During the 2020 U.S. presidential campaign cycle, social media users circulated a meme claiming that Democratic presidential candidate Joe Biden had announced he intended to tax 401(k) plan retirement accounts:
However, the published Biden campaign plan for addressing savings and retirement issues makes no mention of taxing 401(k) accounts, nor could we locate any speech or other public statement by Biden in which he suggested imposing a tax on such accounts.
Biden did unveil a tax plan that called for “equalizing the tax benefits of retirement plans.” Key to that plan was the fact that currently, contributions workers make to retirement plans such as 401(k)s consist of pretax dollars, which reduces those workers’ taxable income and thus their income tax liability:
Right now you can deduct your contributions to your 401(k) plan right off the top of your income. So far as the IRS is concerned, the money is invisible for this year’s calculations. Make $200,000 and contribute the maximum $19,500 to your 401(k), and as far as Uncle Sam (and your state) are concerned, you didn’t make $200,000 this year, you only made $181,500.
But, Biden contended, this type of tax benefit is skewed in favor of higher-income families:
The more tax you pay, the more [your 401(k) contribution] saves you. If you have to pay the top, 37% federal tax rate on every extra dollar you earn, deducting that money from your tax return saves you $7,215 in income taxes. But if you’re only paying 10% federal tax on each extra dollar you earn, deducting $19,500 would save you just $1,950.

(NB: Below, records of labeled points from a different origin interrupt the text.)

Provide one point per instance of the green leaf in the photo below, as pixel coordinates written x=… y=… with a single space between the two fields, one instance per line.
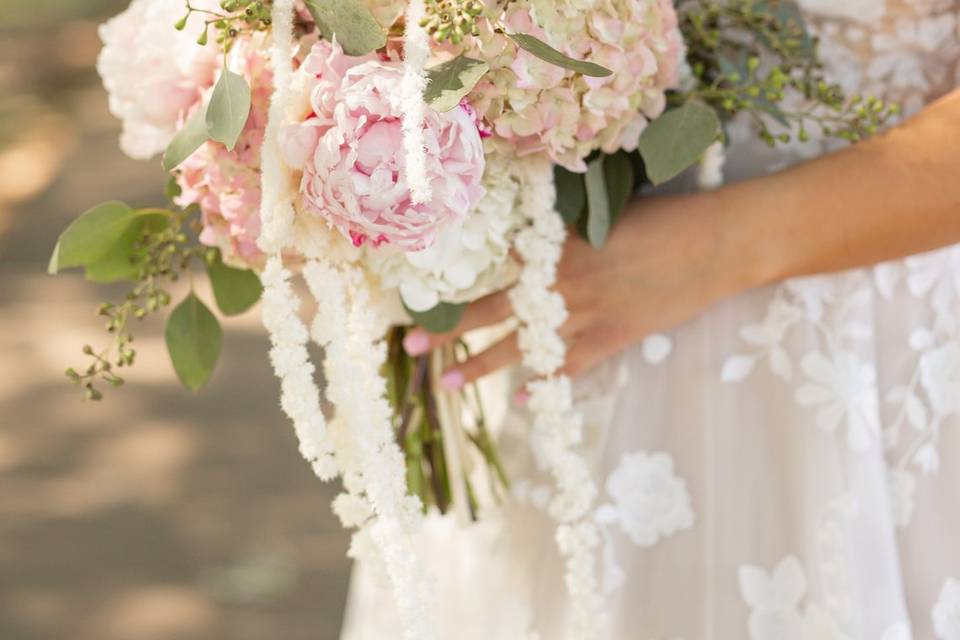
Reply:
x=357 y=31
x=547 y=53
x=228 y=109
x=571 y=194
x=677 y=139
x=91 y=236
x=619 y=179
x=450 y=81
x=194 y=339
x=122 y=260
x=235 y=290
x=190 y=137
x=442 y=318
x=598 y=203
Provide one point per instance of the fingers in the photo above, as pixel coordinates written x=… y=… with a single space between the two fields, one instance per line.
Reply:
x=486 y=311
x=500 y=355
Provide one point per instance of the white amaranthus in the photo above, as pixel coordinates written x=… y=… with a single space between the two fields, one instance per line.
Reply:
x=557 y=426
x=359 y=442
x=416 y=50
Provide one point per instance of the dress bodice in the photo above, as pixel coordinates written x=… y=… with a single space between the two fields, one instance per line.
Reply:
x=905 y=51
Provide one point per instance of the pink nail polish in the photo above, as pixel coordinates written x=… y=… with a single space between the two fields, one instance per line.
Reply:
x=452 y=380
x=416 y=343
x=521 y=398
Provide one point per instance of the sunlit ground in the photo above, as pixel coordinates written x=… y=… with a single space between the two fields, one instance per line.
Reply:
x=156 y=514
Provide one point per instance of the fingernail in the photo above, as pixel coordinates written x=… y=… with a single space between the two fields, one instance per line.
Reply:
x=521 y=398
x=452 y=380
x=416 y=343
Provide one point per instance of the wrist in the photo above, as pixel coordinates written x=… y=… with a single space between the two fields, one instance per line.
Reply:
x=750 y=253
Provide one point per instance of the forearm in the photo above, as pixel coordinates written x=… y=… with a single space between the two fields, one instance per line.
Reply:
x=885 y=198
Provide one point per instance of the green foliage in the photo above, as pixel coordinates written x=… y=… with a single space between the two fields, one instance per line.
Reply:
x=677 y=139
x=449 y=82
x=598 y=203
x=194 y=340
x=193 y=134
x=442 y=318
x=571 y=194
x=91 y=236
x=749 y=55
x=233 y=19
x=122 y=262
x=451 y=20
x=620 y=182
x=228 y=109
x=547 y=53
x=235 y=290
x=146 y=247
x=357 y=31
x=594 y=201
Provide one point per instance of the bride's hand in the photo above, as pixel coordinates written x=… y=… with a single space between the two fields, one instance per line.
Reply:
x=668 y=259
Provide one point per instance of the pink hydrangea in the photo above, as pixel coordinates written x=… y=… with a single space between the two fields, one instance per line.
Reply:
x=350 y=150
x=537 y=107
x=152 y=72
x=226 y=184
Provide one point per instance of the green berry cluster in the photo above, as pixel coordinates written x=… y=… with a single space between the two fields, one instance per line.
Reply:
x=451 y=19
x=236 y=17
x=749 y=56
x=161 y=255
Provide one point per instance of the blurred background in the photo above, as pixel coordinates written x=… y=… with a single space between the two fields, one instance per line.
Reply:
x=155 y=514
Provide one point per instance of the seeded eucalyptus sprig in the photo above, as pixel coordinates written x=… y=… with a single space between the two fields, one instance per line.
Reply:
x=235 y=18
x=151 y=249
x=452 y=19
x=758 y=57
x=154 y=255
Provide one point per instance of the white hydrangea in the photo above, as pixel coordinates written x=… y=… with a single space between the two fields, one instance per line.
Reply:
x=465 y=261
x=153 y=73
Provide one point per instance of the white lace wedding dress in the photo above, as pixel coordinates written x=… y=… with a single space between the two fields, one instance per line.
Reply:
x=784 y=467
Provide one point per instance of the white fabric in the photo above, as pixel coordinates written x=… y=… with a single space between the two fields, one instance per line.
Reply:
x=784 y=467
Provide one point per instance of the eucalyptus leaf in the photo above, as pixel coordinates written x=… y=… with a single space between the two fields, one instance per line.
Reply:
x=571 y=194
x=235 y=290
x=598 y=203
x=91 y=236
x=442 y=318
x=228 y=109
x=353 y=24
x=450 y=81
x=677 y=139
x=194 y=340
x=619 y=179
x=190 y=137
x=547 y=53
x=122 y=261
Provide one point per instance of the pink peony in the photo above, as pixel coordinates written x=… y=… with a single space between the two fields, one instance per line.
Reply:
x=152 y=72
x=350 y=149
x=226 y=184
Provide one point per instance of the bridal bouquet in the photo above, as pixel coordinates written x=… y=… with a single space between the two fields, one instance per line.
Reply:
x=403 y=158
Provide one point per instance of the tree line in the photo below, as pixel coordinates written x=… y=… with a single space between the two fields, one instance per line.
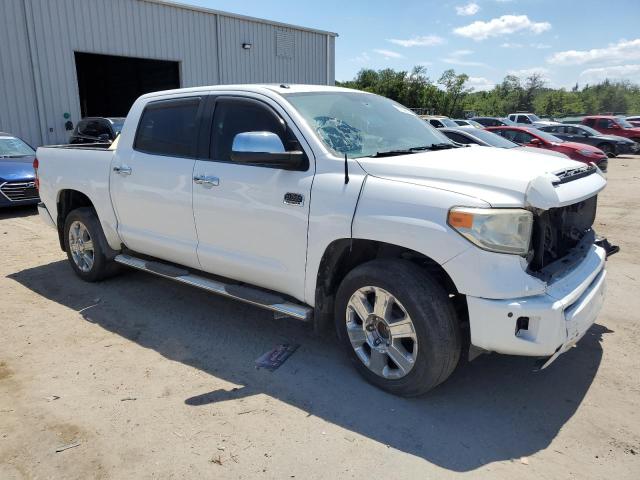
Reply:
x=452 y=96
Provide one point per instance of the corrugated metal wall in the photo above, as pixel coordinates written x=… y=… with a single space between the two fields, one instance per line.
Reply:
x=18 y=109
x=39 y=37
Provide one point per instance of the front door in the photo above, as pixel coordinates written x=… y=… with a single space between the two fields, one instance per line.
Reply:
x=151 y=182
x=252 y=220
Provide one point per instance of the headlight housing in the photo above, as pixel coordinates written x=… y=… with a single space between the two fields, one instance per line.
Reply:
x=502 y=230
x=588 y=153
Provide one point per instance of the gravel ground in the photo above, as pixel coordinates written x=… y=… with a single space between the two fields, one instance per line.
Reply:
x=138 y=377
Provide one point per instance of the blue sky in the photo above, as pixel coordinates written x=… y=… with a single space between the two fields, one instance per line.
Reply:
x=567 y=41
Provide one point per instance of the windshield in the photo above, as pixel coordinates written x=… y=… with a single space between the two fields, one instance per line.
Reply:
x=12 y=147
x=362 y=124
x=117 y=125
x=623 y=123
x=447 y=122
x=493 y=139
x=547 y=136
x=590 y=130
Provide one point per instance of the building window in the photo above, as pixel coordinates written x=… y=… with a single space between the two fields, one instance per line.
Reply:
x=284 y=44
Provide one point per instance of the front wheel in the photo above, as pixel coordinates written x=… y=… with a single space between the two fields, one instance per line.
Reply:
x=398 y=326
x=84 y=242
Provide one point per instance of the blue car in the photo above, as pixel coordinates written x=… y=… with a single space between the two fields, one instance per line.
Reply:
x=17 y=178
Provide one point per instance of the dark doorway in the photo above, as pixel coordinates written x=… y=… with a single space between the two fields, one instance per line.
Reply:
x=109 y=85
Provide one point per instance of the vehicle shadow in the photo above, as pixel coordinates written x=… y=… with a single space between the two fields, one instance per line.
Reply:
x=496 y=408
x=16 y=212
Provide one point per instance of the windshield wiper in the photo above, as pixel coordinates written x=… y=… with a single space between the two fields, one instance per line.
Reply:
x=406 y=151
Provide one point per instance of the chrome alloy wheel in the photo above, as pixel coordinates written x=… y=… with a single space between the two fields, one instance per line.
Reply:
x=381 y=332
x=81 y=246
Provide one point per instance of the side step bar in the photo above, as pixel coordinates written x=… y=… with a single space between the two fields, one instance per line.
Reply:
x=254 y=296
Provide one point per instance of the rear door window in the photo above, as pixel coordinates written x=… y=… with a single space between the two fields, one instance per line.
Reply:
x=169 y=127
x=605 y=123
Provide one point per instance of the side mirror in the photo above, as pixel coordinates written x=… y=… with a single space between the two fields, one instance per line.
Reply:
x=264 y=148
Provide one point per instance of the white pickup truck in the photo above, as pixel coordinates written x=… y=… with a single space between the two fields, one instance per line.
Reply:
x=344 y=209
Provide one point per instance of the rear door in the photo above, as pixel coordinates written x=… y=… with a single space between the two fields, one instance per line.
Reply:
x=252 y=220
x=152 y=181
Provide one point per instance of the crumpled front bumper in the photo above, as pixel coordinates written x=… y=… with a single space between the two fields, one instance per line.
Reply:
x=543 y=325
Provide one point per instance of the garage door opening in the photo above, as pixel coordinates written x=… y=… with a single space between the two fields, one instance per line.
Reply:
x=109 y=85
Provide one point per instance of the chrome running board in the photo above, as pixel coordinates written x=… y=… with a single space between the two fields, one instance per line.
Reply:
x=252 y=295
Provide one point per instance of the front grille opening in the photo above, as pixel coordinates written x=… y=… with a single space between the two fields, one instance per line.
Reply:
x=558 y=230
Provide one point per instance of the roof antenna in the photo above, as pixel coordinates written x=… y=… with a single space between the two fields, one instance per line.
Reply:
x=346 y=170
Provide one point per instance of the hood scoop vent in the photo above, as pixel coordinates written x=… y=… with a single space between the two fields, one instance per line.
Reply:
x=566 y=176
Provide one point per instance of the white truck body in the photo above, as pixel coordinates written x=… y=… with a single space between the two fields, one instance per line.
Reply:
x=236 y=224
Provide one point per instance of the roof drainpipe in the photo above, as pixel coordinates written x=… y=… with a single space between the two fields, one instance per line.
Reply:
x=328 y=60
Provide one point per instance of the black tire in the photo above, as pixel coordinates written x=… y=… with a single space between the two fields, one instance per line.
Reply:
x=608 y=149
x=433 y=315
x=102 y=266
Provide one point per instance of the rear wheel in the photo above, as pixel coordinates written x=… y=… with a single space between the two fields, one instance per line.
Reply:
x=398 y=326
x=84 y=244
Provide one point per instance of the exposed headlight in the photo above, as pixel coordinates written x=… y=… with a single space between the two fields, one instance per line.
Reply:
x=588 y=152
x=503 y=230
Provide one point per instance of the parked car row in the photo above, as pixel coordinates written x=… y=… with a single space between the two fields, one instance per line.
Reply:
x=17 y=178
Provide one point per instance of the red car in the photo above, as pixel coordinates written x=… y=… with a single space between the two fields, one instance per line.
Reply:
x=532 y=137
x=610 y=125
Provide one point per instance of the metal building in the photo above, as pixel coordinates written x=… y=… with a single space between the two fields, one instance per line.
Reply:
x=61 y=60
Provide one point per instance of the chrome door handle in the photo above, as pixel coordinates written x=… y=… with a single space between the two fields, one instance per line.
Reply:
x=206 y=180
x=122 y=170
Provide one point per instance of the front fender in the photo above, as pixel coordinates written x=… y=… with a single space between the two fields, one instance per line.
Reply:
x=411 y=216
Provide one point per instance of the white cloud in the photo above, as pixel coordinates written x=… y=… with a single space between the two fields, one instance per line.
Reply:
x=504 y=25
x=388 y=54
x=456 y=58
x=480 y=83
x=419 y=41
x=525 y=72
x=468 y=9
x=618 y=72
x=623 y=51
x=362 y=58
x=540 y=46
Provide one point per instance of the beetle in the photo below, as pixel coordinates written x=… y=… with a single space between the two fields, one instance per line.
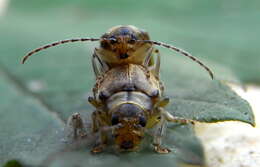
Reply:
x=122 y=45
x=128 y=95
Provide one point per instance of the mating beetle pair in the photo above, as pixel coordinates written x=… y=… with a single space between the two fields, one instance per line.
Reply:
x=128 y=95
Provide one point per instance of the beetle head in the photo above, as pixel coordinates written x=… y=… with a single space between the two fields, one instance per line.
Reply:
x=131 y=130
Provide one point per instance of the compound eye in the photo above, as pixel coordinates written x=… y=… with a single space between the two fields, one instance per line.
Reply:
x=113 y=40
x=142 y=121
x=115 y=120
x=132 y=40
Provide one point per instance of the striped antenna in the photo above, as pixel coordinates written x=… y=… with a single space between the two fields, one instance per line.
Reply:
x=55 y=44
x=184 y=53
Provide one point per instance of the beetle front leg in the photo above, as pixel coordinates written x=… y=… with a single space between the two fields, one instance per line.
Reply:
x=76 y=125
x=157 y=141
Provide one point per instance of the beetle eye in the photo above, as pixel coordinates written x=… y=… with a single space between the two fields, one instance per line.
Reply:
x=113 y=40
x=131 y=41
x=142 y=121
x=115 y=120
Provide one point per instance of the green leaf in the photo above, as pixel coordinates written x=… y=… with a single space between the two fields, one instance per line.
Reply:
x=37 y=98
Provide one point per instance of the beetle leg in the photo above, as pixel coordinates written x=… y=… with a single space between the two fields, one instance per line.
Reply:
x=76 y=125
x=157 y=141
x=156 y=69
x=97 y=126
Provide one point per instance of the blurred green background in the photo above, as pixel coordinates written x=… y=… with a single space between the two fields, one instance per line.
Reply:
x=55 y=83
x=225 y=32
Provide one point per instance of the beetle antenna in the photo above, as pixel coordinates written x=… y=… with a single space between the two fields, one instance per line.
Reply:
x=55 y=44
x=183 y=52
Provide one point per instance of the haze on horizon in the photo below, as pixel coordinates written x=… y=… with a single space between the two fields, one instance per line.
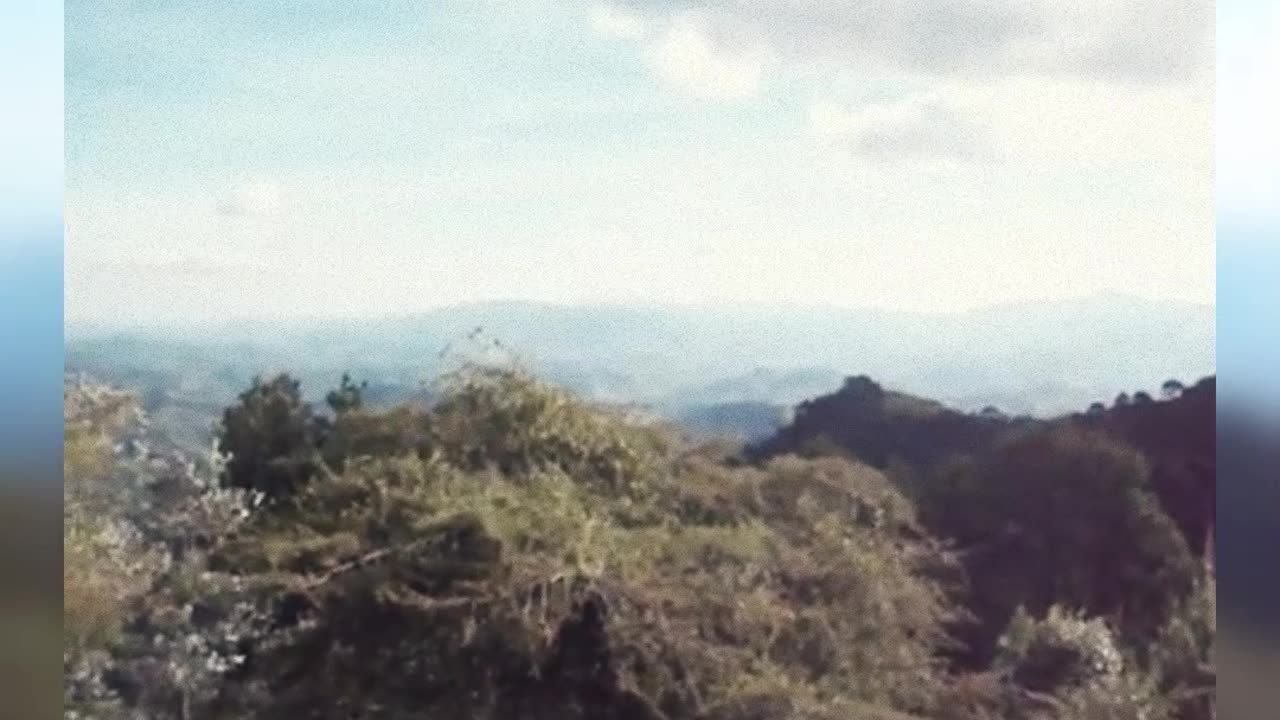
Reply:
x=247 y=160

Therefore, Biden has proposed to “equalize” these benefits across the income spectrum by providing taxpayers with an approximately 26% refundable tax credit in place of the deductions they currently get for contributing to retirement plans:
The current tax benefits for retirement savings are based on the concept of deferral, whereby savers get to exclude their retirement contributions from tax, see their savings grow tax-free, and then pay taxes when they withdraw money from their account. This system provides upper-income families with a much stronger tax break for saving and a limited benefit for middle-class and other workers with lower earnings. The Biden Plan will equalize benefits across the income scale, so that low- and middle-income workers will also get a tax break when they put money away for retirement.
The Tax Foundation independent tax policy organization explained this plan thusly:
Biden proposes converting the current deductibility of traditional retirement contributions into matching refundable tax credits for 401(k)s, individual retirement accounts (IRAs), and other types of traditional retirement vehicles, such as SIMPLE accounts. Biden’s proposal would eliminate deductible traditional contributions and instead provide a 26 percent refundable tax credit for each $1 contributed. The tax credit would be deposited into the taxpayer’s retirement account as a matching contribution. Existing contribution limits would remain, and Roth-style tax treatment would be unaffected.
Is it accurate to assert that Joe Biden said “he’s going to tax your 401(k)”? Not really, since the Democratic presidential candidate hasn’t proposed taxing the amount of money people contribute to or maintain in their retirement accounts, nor to eliminate the tax reductions workers realize by paying some of their earnings into those plans. But Biden’s proposal would likely have the effect, in the words of MarketWatch, of “subsidizing retirement savings for those earning less by raising taxes on everyone else.”